HBase is primarily a sorted distributed hash map, but it does support secondary keys through a contrib package called Transactional HBase. The secondary keys are provided by a component called TableIndexed. A good general walkthrough is Secondary indexes in HBase on Rajeev Sharma's blog. My blog post specifically addresses how to use secondary indexes outside of the Java API and how to handle unique keys.

Our scenario is this: my articles table will use a row key that starts with the timestamp. This is a very common scenario in HBase because it is usually the most natural way to access information. I also have on at least some articles, a secondary key that I want to be able to do lookups by.
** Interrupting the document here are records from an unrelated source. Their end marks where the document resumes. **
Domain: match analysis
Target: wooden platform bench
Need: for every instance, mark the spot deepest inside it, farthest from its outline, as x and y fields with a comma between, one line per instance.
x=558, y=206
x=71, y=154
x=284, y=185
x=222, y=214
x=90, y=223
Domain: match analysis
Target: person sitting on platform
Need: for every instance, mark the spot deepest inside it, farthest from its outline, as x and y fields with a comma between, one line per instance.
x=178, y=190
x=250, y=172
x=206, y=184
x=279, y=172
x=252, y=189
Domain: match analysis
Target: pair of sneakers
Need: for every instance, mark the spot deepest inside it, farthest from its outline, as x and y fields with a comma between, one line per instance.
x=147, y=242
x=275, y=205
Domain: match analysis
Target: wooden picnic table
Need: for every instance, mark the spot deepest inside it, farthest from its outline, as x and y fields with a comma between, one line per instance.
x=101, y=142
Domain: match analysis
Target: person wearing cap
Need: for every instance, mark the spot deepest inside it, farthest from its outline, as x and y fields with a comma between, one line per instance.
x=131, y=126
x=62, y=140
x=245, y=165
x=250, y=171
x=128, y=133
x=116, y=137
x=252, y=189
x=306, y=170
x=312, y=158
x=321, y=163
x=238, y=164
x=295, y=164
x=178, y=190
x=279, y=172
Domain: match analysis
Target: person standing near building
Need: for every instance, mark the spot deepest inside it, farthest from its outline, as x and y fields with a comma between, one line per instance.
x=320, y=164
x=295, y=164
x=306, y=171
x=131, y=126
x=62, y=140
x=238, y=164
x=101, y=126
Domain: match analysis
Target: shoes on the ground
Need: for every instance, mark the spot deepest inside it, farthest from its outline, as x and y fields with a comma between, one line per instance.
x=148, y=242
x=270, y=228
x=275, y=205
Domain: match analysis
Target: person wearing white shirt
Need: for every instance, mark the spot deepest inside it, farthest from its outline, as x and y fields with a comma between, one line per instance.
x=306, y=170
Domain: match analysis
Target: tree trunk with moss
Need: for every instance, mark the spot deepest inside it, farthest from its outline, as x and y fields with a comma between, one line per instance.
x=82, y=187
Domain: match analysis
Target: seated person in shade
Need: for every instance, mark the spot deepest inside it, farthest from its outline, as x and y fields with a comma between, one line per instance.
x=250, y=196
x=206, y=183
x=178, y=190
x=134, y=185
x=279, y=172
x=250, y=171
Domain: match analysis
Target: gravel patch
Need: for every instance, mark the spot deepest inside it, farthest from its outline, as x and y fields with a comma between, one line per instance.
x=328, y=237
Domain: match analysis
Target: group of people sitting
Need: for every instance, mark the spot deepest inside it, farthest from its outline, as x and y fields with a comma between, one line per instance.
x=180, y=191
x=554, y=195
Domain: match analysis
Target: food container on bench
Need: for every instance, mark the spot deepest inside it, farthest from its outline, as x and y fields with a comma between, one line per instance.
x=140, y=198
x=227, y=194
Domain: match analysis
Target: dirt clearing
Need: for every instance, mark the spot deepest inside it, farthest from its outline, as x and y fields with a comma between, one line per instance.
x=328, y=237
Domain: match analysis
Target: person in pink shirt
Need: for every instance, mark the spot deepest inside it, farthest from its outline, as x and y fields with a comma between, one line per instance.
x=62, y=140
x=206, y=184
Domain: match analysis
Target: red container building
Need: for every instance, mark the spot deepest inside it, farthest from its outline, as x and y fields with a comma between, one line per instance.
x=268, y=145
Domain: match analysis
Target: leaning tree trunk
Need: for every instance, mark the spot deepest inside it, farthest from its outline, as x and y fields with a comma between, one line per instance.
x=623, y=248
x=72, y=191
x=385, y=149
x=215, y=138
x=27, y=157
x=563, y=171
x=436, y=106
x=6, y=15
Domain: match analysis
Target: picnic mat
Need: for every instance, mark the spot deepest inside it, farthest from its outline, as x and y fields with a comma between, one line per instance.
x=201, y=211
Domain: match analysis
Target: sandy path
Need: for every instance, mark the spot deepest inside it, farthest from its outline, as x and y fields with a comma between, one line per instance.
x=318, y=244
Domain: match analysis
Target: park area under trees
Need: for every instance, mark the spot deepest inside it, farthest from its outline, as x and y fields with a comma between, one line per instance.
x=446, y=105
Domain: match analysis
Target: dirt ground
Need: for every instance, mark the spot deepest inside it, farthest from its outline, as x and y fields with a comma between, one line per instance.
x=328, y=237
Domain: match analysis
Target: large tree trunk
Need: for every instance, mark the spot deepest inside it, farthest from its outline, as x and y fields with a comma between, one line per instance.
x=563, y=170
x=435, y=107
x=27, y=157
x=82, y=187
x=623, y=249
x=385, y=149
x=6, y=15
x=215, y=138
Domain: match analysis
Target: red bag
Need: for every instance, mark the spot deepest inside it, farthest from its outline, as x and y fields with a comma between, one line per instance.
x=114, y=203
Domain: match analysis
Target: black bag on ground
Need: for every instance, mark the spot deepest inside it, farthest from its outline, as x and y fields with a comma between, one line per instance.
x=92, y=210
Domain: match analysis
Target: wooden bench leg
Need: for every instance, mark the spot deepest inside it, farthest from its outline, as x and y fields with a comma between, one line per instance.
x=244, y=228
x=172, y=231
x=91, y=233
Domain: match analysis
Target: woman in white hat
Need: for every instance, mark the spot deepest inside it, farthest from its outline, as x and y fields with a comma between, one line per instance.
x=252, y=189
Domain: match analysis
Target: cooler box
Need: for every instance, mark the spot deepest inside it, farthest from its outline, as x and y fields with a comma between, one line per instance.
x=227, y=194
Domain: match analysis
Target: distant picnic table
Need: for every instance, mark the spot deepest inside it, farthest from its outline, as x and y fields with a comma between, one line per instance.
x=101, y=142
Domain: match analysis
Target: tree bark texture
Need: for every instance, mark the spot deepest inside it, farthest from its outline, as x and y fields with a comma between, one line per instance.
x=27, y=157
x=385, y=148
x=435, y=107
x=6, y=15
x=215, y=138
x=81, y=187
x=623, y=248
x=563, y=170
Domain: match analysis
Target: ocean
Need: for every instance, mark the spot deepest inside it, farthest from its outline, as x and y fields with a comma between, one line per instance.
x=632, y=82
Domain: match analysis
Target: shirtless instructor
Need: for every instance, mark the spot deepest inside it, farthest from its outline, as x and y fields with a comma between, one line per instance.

Let's have a concrete example for further discussion.

row key  key:id  content:title
  1234     abc     ...

These keys are always unique, this is guaranteed at the application level. I would like to be able to fetch an article using the secondary key. All pretty straightforward, except I want to do this outside of Java using just Thrift, and I would prefer to do it using only get() because that makes it easier to write and easier for anyone coming along to read later. Scanners may be powerful, but it's not intuitive that a get using a unique secondary index would use them.

The first thing we need is the index specification that can create the unique key that we want. By default, HBase provides a SimpleIndexKeyGenerator that creates row keys that start with the value of the secondary key, in our example, they would be abc1234. This supports having multiple rows that match the secondary key, for example, abc5678, but means that you have to use a scanner to get at the information.

I've written a UniqueIndexKeyGenerator that would use the exact value from the primary table's secondary key as the row key for the index table. That is, for our example, the row key in "articles-index" would be "abc". I've also added a forUniqueIndex static method to IndexSpecification to make it easier to call this from the jruby shell.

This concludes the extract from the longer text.